The dataset was downloaded from Kaggle and processed to remove inconsistencies:
- Missing Values: All missing values were filled with
Unknown
. - Duplicates: Duplicate entries were removed.
- Final Output: Cleaned data was saved as
cleaned_data.csv
.
Metric | Value |
---|---|
Total Records | 255 |
Unique Dishes | 250 |
Missing Values (Post-Cleaning) | 0 |
- Preparation Time: Median prep time is 20 minutes, with most dishes requiring less than 30 minutes.
- Cooking Time: Distribution is right-skewed, with outliers requiring over 2 hours.
Visualization: Cooking Time Distribution
Diet Type | Count |
---|---|
Vegetarian | 200 |
Non-Vegetarian | 55 |
Visualization: Diet Type Distribution
The dataset highlights cuisines from all regions of India, with North India having the highest representation.
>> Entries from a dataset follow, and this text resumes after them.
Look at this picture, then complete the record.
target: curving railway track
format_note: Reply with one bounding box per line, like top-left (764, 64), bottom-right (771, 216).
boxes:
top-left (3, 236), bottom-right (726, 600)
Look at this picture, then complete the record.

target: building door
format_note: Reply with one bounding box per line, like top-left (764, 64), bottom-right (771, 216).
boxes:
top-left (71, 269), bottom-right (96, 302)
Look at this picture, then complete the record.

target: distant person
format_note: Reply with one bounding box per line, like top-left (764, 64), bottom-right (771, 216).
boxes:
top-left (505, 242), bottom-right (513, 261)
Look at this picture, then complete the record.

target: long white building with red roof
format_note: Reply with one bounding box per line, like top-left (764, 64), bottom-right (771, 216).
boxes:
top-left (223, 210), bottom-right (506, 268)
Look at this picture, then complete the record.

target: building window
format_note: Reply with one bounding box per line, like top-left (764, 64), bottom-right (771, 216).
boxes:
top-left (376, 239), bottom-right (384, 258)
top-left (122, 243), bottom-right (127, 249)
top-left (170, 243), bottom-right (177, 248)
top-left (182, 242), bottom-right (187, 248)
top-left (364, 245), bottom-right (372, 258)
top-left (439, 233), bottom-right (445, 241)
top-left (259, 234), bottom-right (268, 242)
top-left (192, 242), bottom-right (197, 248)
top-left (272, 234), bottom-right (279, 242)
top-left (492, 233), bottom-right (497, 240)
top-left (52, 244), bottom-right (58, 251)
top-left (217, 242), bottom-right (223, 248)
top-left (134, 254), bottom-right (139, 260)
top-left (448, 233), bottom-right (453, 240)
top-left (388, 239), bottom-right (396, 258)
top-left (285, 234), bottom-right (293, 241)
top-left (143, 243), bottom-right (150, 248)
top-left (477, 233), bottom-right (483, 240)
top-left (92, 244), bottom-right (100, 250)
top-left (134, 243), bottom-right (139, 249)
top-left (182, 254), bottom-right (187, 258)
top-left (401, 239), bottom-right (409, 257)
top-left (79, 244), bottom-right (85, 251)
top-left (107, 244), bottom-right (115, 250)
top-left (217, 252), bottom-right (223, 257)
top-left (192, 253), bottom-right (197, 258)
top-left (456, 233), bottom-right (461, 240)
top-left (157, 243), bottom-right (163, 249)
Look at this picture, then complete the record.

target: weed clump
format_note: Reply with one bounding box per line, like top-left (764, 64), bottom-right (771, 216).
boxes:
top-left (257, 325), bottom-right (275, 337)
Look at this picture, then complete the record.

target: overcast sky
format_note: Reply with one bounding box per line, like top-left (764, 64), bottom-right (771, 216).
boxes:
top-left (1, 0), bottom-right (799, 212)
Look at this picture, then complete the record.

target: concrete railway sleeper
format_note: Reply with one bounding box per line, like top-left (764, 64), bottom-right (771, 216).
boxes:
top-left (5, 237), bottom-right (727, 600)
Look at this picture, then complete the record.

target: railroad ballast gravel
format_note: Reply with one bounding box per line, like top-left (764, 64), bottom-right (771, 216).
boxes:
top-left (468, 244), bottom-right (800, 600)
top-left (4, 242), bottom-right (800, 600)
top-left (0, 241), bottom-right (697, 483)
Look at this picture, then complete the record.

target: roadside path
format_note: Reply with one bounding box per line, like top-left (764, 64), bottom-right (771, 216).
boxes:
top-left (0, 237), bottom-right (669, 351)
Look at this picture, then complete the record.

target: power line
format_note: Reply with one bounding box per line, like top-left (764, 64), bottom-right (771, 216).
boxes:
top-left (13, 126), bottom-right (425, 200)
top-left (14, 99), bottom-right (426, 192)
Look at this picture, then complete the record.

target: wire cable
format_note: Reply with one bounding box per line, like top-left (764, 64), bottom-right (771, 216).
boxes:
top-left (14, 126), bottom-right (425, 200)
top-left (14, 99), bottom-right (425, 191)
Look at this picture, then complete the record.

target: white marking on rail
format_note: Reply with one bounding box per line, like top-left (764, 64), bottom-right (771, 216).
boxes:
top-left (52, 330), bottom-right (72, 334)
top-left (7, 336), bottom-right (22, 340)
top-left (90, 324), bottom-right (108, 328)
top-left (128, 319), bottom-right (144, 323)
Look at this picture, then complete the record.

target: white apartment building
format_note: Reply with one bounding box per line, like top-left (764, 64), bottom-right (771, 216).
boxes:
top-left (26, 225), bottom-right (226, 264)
Using Seaborn and clustering techniques, we identified patterns in the dataset:
-
Correlation Analysis:
- Strong correlation between prep and cook times.
- Negative correlation between number of ingredients and flavor complexity.
-
Clustering:
- Recipes were grouped into three clusters based on cooking time and complexity.
-
Predictive Insights:
- Cooking time is heavily influenced by the number of ingredients and preparation method.
- Diet Distribution: Vegetarian dishes dominate the dataset.
- Regional Highlights: North Indian cuisine includes the most unique ingredients.
- Fastest Dishes: Identified top 10 fastest dishes based on total preparation time.
Next Steps:
- Integrate insights with Looker Studio for interactive visualization.
- Incorporate predictive modeling to recommend recipes based on user preferences.